On 6/28/07, Kurt Cagle <kurt(_dot_)cagle(_at_)gmail(_dot_)com> wrote:
Karl,

My sympathies, and a note of frustration about the creeping influence of .NET.

There have always been two schools of thought in programming. The
first, and by far the largest, is that school that believes that
programming is fundamentally easy, that you can build complex
applications by dragging a few components onto a form, selecting a
database or two, write a minimal amount of glue code, then press the
magic compile button.  The kind of applications that this kind of
thinking produces tends to be strongly shaped by the components that
are available, usually has all of the manageability of rush hour in
Los Angeles, and because most of the documentation is written by
people who have almost no clue what's going on in the background,
tends to be notoriously difficult to maintain.

Business managers like this kind of programming best because 1) it
costs them less money in the short term (though far more in the long
term), 2) it proves that programming isn't really all that hard, thus
justifying paying such people less money, and 3) because it comes out
of a box there's always someone to call when something seriously goes
wrong, and 4) there's usually a legion of consultants who know how bad
the programming is when done this way and recognize a business
opportunity.

The second school of programming basically recognizes that a well-made
product will be in use far longer, will cost far less when amortized
over that time, and will usually be at least partially
self-documenting. These cost more initially however, because it
requires a programmer with not only specialized skills but a good
knowledge about the foundations of programming - of recursion and
declarative programming and functional programming.
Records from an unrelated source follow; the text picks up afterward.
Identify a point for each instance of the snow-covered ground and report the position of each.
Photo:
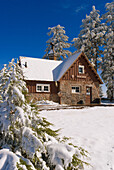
(91, 128)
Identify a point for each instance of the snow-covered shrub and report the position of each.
(23, 131)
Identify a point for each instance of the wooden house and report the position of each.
(71, 81)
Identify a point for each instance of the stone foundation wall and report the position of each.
(67, 97)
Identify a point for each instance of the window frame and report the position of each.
(42, 88)
(81, 66)
(75, 92)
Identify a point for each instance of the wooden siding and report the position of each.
(31, 85)
(73, 74)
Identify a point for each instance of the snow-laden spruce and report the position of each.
(108, 60)
(90, 38)
(59, 41)
(25, 137)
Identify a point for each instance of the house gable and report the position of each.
(72, 73)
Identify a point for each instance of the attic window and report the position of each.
(81, 69)
(75, 89)
(42, 87)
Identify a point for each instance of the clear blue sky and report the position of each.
(24, 24)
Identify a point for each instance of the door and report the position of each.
(88, 95)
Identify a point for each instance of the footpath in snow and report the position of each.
(91, 128)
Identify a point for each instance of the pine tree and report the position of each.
(23, 130)
(108, 60)
(58, 42)
(90, 38)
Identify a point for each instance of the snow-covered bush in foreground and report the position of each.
(25, 137)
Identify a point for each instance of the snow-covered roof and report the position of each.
(38, 69)
(48, 70)
(59, 71)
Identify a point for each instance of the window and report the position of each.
(42, 88)
(81, 69)
(75, 89)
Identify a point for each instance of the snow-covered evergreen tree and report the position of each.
(22, 130)
(59, 41)
(108, 60)
(90, 38)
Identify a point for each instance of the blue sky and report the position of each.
(24, 24)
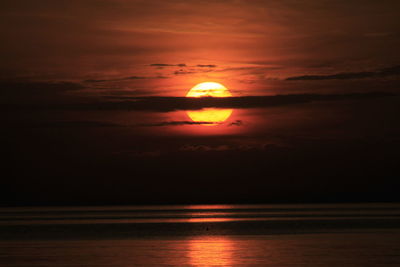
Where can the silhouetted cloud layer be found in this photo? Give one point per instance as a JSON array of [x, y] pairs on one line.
[[167, 65], [166, 104], [391, 71]]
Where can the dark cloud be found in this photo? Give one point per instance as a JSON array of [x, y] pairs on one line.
[[236, 123], [124, 79], [175, 123], [95, 124], [167, 65], [62, 124], [206, 66], [36, 92], [166, 104], [32, 86], [391, 71], [179, 72]]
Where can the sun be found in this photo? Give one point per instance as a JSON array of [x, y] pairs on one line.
[[209, 89], [210, 116]]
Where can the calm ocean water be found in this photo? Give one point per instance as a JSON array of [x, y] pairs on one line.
[[202, 235]]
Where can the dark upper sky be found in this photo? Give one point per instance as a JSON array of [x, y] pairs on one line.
[[92, 110], [157, 47]]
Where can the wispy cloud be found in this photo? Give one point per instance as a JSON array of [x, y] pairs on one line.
[[166, 104], [124, 79], [167, 65], [391, 71]]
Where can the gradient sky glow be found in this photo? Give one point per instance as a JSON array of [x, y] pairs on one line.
[[165, 47]]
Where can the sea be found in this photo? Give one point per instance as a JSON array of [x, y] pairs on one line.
[[279, 235]]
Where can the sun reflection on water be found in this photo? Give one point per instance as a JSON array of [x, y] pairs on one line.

XML developers
work with programming almost at the metalinguistic level, and as such
have learned to think more in terms of abstractions and larger design
principles - they are better code architects, and they are more used
to working in the emerging distributed environment of the Internet.

My recommendation to you is simple, if not blunt. Start sending your
resume around. Solid XSLT developers are hard to find, and they are
increasingly well compensated as people begin to realize the kind of
power that they have compared to more traditional programmers. The
company you are with right now is, in all likelihood, too focused on
the next quarter rather than strategizing out even a couple of years,
and that kind of attitude shows up most prevalently in the IT shop.
They will try to shoehorn you into a drag and drop role that you will
find stultifying, and after a fairly short period of time making the
trudge into work won't be worth it. Get out now while the opportunity
presents itself, and get yourself into a place that's thinking beyond
making the stock price jiggle next month.